Comble de l'ironie, c'est peut-être des marchands que le salut de WebM viendra, puisque ceux-ci devront payer pour utiliser le H.264 à compter de 2016. Pourquoi s'encombrer d'un tel surcoût si la diffusion des vidéos peut être gratuite avec WebM ? Les sites qui recourent à ce modèle économique diffusent essentiellement des vidéos à valeur ajoutée, qui justifie que l'internaute délie sa bourse : vidéos de formation, œuvres de fiction, information, et bien évidemment, la pornographie dont on dit qu'elle scelle le destin de toute plateforme. Reste à voir si la popularité de H.264 et son support universel justifieront le coût qu'il peut induire en regard des revenus potentiels qu'il apporte, et si WebM apportera un moyen de protéger les vidéos. Une chose est sûre, en l'état actuel des choses c'est bien le H.264 qui a de loin la préférence des vendeurs de contenus vidéos, reste à voir ce qu'il en adviendra à compter de 2016.

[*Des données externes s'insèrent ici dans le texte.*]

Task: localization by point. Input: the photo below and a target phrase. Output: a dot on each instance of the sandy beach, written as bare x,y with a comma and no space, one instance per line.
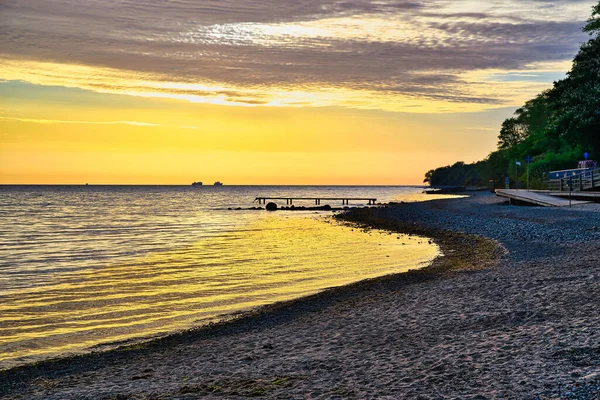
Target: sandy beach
510,311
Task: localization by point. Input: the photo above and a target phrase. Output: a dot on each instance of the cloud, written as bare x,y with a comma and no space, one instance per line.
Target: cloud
243,51
78,122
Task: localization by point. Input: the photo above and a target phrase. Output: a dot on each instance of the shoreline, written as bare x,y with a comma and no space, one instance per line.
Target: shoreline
467,257
454,257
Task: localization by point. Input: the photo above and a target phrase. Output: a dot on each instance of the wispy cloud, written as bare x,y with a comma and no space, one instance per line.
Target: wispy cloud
78,122
394,54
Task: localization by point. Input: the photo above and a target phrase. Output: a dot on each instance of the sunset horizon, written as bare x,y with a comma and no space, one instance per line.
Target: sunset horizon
324,93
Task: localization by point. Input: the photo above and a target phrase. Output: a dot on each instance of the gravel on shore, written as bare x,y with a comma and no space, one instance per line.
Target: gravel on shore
510,311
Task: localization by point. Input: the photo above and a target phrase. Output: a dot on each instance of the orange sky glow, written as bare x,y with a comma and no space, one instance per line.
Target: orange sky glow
357,94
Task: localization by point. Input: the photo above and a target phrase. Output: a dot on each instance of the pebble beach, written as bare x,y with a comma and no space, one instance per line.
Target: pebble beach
510,310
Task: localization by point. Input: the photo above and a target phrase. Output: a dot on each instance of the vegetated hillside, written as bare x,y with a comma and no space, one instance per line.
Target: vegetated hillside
555,128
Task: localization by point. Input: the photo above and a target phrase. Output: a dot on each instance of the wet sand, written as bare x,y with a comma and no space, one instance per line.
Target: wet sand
510,311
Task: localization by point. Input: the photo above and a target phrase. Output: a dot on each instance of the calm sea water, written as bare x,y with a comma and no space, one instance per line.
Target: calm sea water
90,267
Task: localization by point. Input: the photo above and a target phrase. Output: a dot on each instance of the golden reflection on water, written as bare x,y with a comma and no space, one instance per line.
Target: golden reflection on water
272,258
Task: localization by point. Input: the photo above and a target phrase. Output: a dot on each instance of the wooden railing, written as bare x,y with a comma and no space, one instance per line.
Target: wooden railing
587,180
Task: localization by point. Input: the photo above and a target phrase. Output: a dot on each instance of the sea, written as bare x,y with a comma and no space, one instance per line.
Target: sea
87,268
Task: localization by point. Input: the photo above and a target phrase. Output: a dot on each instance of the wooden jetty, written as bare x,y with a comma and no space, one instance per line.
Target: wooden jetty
537,198
317,200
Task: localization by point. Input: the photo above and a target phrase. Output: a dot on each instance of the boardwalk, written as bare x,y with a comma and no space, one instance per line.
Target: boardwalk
317,200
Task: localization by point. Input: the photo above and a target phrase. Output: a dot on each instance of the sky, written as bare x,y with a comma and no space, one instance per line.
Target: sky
268,91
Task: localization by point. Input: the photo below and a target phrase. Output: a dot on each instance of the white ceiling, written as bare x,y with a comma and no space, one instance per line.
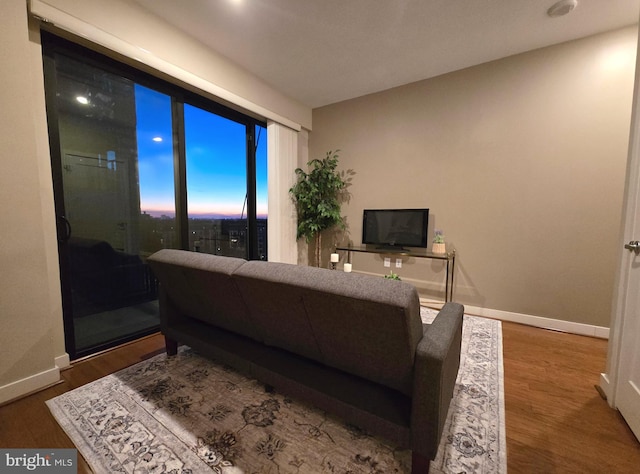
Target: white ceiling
325,51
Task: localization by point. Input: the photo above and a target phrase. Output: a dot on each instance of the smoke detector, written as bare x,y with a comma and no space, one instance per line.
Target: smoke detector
561,8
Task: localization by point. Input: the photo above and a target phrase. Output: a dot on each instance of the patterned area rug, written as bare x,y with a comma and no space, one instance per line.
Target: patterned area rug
187,414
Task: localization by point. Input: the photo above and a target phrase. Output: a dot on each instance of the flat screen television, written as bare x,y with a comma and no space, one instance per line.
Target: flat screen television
394,229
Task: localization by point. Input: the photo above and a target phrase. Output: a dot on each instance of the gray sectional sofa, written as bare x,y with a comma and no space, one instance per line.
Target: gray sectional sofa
353,345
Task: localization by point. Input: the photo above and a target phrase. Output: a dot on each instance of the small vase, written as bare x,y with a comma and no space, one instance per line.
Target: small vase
438,248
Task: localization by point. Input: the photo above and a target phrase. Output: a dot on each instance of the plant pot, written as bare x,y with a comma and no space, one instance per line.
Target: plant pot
439,248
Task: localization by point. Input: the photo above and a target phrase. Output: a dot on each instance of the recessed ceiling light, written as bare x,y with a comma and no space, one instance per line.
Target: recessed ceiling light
561,8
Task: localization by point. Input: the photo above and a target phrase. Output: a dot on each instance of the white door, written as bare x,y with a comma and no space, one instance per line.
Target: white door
628,385
621,383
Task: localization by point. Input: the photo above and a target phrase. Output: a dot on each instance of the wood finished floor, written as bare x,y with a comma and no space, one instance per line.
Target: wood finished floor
556,421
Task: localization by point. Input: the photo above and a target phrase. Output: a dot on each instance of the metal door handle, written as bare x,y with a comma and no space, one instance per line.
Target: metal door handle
67,229
634,246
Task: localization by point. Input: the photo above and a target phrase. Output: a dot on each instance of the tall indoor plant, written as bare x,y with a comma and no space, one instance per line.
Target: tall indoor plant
318,195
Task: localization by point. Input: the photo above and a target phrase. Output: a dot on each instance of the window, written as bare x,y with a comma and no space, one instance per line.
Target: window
139,165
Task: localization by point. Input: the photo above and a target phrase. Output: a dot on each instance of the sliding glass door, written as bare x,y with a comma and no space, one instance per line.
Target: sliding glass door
138,167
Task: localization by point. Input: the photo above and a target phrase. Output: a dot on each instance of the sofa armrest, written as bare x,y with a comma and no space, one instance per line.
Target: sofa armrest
435,373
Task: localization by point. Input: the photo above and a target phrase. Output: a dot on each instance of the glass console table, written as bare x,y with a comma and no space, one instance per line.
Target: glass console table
449,257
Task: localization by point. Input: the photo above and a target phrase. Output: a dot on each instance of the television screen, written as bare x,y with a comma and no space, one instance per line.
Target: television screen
395,228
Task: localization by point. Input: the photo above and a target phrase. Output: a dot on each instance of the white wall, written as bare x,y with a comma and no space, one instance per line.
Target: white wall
30,305
521,162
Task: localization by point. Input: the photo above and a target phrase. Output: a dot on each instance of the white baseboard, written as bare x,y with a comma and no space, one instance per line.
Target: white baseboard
605,385
28,385
530,320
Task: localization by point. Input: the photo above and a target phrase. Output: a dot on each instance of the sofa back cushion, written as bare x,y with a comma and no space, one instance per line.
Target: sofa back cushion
364,325
201,286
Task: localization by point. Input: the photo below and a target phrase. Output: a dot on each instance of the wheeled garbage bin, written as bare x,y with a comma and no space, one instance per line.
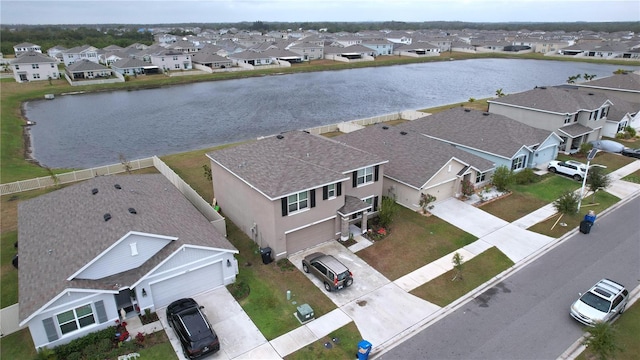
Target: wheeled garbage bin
364,348
266,255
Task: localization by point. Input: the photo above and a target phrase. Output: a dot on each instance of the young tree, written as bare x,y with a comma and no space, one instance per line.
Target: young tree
597,180
567,203
502,178
458,265
602,341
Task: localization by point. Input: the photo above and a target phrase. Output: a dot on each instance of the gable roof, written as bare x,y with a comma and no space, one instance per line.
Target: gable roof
560,100
292,162
487,132
413,158
62,231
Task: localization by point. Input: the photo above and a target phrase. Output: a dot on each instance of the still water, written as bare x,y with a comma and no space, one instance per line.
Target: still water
80,131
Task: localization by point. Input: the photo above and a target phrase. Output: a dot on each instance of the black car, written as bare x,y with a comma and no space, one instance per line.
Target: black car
192,328
631,152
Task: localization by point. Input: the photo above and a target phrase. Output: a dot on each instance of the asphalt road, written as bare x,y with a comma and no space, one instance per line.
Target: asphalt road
526,316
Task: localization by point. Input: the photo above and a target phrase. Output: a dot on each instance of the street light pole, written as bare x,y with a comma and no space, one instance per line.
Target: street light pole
590,157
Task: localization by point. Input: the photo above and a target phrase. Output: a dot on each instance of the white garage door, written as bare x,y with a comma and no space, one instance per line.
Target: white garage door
187,284
309,236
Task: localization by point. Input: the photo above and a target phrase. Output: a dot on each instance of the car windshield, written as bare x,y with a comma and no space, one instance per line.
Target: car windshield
596,302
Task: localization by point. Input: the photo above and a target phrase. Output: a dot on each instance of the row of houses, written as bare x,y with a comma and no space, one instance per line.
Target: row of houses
129,243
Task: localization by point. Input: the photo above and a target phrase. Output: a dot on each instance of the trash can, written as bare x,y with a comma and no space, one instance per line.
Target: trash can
266,255
364,348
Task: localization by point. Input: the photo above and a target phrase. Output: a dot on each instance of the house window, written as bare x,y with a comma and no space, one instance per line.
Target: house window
298,201
365,176
75,319
518,163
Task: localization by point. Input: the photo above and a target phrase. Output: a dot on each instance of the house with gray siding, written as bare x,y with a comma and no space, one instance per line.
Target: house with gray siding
577,117
109,246
295,190
418,164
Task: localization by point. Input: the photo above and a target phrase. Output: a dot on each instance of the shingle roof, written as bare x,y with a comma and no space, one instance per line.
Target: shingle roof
554,99
292,162
491,133
413,158
62,231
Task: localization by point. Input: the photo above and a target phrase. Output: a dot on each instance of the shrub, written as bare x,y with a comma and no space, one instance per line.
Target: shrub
526,176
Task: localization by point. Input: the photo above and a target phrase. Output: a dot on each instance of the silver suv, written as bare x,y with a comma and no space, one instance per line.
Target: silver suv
334,274
602,302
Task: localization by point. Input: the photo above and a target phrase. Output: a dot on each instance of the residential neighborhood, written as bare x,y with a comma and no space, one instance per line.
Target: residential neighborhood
103,252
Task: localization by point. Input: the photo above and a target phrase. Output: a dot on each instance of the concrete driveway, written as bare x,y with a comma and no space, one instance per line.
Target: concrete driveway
365,278
239,337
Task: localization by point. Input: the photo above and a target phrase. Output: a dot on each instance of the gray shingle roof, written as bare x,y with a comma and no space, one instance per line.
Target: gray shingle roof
413,158
62,231
292,162
491,133
554,99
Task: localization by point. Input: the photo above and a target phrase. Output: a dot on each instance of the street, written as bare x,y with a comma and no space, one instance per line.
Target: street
527,316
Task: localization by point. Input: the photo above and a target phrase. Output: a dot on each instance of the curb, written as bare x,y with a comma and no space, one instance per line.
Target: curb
443,312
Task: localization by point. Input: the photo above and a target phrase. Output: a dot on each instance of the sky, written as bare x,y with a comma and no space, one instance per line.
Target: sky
43,12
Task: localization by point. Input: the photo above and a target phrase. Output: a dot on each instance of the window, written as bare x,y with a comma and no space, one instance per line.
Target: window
518,163
298,201
365,176
75,319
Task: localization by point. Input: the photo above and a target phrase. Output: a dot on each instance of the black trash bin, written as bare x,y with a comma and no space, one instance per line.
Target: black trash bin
266,255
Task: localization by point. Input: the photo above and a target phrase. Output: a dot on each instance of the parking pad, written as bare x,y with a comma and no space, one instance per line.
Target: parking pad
365,278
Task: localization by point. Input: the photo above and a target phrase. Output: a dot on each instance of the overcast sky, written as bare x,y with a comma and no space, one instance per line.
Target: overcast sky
217,11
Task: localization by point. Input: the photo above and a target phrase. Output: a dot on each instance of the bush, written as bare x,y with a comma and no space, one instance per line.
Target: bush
526,176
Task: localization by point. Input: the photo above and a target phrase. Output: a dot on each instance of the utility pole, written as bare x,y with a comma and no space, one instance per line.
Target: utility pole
590,157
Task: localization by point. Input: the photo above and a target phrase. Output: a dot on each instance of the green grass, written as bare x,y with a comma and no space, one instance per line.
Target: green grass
345,347
442,290
627,328
413,241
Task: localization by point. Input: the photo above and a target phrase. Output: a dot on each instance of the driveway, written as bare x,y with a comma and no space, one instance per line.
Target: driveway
239,337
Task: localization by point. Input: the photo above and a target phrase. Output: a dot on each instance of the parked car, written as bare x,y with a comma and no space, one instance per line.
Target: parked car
607,145
192,327
334,274
631,152
570,168
602,302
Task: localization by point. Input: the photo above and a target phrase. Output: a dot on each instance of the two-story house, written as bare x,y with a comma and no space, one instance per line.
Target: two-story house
34,66
112,246
577,117
295,190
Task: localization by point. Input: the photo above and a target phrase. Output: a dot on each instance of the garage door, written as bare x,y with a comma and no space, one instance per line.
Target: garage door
310,236
187,284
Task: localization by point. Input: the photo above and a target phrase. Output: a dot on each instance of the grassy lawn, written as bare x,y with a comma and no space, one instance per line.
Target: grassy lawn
602,201
413,241
345,346
627,329
442,290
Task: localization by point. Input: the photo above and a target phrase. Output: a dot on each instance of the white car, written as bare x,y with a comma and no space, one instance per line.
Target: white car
601,303
571,168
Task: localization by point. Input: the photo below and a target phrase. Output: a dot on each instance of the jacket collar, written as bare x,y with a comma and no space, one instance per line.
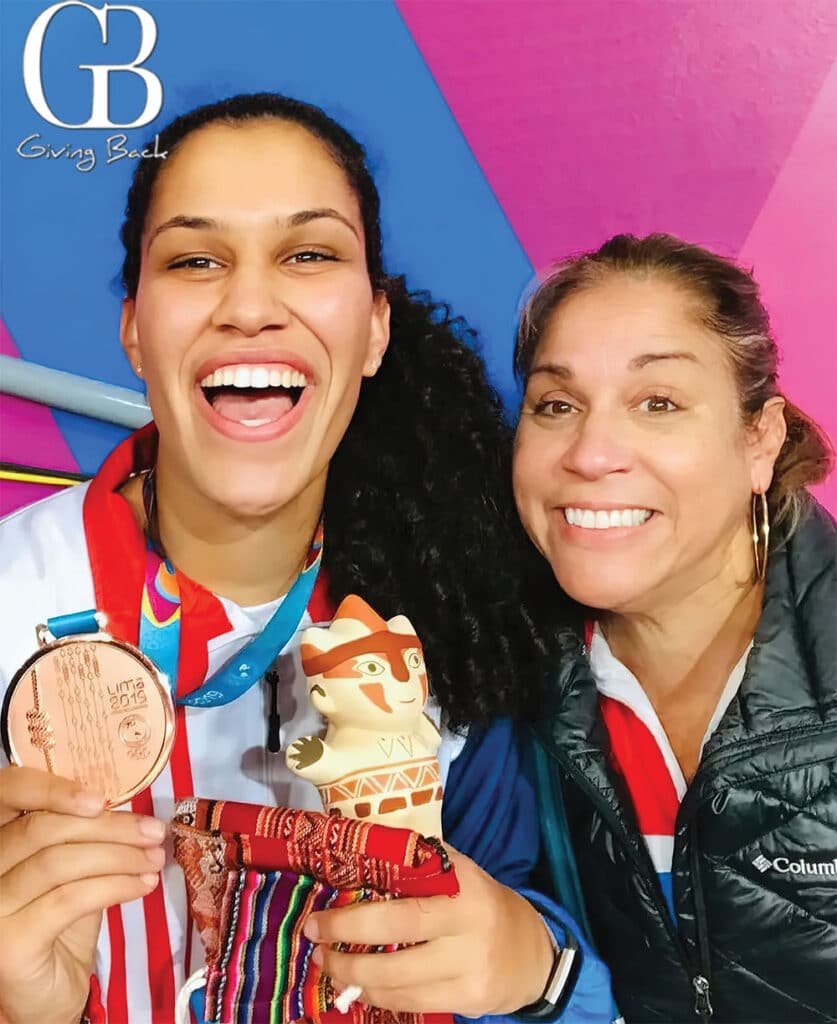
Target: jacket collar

Vers une issue pacifique ?
Avec cette initiative, le MPEG-LA assoit un peu plus la domination du H.264, et par là même se garantit une source conséquente de revenus. Les autres acteurs de l'industrie, que ce soit les logiciels comme le matériel qui permettent la lecture et l'enregistrement au format H.264, ou les diffuseurs de contenus payants, devront toujours s'acquitter d'une rémunération pour l'exploitation de la licence.
Et c'est bien ce qui pose un problème aux logiciels libres et gratuits, qui se retrouvent un peu plus isolés. Si WebM aura du mal à accomplir les espoirs placés en lui, il reste cependant une solution qui permettrait de résoudre définitivement le problème : faire pour les logiciels gratuits ce qui a été fait pour la diffusion gratuite, en leur offrant également une licence perpétuelle.
Certes, une telle initiative ne permettrait pas pour autant d'adopter le H.264 comme standard vidéo officiel pour HTML5, le W3C étant contraint par la question de la seule propriété intellectuelle, mais elle permettrait à tous de se rallier derrière ce format sans plus aucun blocage. À charge pour ceux qui feront une exploitation commerciale du codec de s'acquitter de la somme demandée. Nous n'en sommes pas encore là, mais le MPEG-LA vient malgré tout de faire un pas décisif dans ce sens, reste à voir si le consortium juge que là est son intérêt propre.